OVER THE COURSE OF SEVERAL RECENT MONTHS, a fiery debate raged in the pages of UK art publications The Burlington Magazine and The Art Newspaper, and inevitably migrated online as well. It revolved around a simple question: Who was the true author of the radical 1917 work Fountain, the porcelain urinal submitted to the first exhibition of the Society of Independent Artists in New York under the pseudonym R. Mutt? On one side are those who accept the long-held and near-universal identification of Marcel Duchamp as the work’s creator; on the other are those who argue fiercely that authorship should be assigned to the Baroness Elsa von Freytag-Loringhoven, an artist and poet who has, in recent years, been revisited as a protofeminist figure and an early practitioner of found-object art. As with so many such scholarly debates, tiny fragments of historical evidence were mustered by each side as proof of their respective positions.
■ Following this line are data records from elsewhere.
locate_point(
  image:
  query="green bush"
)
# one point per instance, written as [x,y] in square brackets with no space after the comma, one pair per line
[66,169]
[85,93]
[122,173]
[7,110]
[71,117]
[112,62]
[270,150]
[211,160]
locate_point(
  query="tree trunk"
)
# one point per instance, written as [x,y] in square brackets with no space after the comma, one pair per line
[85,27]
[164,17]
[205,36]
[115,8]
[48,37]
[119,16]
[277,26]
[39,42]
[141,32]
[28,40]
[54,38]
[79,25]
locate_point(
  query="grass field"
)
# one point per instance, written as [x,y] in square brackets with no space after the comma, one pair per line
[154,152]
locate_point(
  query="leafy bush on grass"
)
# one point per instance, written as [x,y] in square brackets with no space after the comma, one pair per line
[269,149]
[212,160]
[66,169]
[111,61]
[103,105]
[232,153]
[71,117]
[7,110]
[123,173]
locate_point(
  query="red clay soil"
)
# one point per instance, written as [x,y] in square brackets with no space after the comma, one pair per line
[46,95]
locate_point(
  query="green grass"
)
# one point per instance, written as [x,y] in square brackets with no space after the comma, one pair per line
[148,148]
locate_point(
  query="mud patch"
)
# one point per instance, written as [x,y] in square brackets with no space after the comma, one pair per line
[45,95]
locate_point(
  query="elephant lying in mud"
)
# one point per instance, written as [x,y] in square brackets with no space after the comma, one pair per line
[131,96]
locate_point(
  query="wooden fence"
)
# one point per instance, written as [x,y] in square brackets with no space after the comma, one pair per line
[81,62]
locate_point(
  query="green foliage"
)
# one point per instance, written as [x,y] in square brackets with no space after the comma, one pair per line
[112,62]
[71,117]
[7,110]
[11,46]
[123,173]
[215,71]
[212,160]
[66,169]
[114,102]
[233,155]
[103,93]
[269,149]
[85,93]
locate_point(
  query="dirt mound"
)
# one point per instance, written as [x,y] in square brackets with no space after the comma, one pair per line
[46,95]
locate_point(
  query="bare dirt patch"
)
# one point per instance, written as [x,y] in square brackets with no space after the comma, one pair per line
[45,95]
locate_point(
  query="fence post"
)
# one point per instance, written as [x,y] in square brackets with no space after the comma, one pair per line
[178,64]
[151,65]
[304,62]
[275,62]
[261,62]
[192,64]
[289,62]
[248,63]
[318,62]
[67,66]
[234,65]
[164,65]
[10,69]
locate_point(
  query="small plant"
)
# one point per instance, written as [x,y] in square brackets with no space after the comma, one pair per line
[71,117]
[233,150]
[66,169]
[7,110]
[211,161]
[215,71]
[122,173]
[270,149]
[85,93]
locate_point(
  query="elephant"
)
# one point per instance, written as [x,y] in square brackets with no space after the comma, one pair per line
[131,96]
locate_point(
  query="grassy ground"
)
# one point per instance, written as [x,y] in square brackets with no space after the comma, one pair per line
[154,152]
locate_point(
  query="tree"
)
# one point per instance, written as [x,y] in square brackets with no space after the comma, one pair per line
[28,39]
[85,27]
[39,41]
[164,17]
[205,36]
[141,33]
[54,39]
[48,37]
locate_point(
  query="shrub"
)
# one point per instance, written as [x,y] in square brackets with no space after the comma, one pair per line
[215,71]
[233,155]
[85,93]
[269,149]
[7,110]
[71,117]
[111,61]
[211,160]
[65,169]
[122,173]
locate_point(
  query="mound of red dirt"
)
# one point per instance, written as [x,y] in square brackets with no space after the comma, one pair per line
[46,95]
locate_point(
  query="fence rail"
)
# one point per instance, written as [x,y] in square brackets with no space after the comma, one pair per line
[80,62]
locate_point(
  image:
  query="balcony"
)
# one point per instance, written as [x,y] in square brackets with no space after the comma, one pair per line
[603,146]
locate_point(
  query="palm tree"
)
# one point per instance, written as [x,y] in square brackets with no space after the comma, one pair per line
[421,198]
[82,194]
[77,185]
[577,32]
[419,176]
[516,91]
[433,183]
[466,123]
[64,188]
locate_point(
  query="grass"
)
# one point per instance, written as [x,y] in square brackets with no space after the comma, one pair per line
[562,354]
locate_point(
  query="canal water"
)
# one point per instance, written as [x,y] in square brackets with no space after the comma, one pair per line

Given that focus on the evidentiary record, I was surprised that one name didn’t come up more frequently in the discussion: that of Morton Schamberg, who is now taken to have been Loringhoven’s collaborator on a sculptural assemblage entitled God, another bathroom-fixture-as-artwork (a plumbing trap affixed to a miter box) dating to the very same year as Fountain—and which, one assumes, would help bolster the Loringhoven-as-creator argument.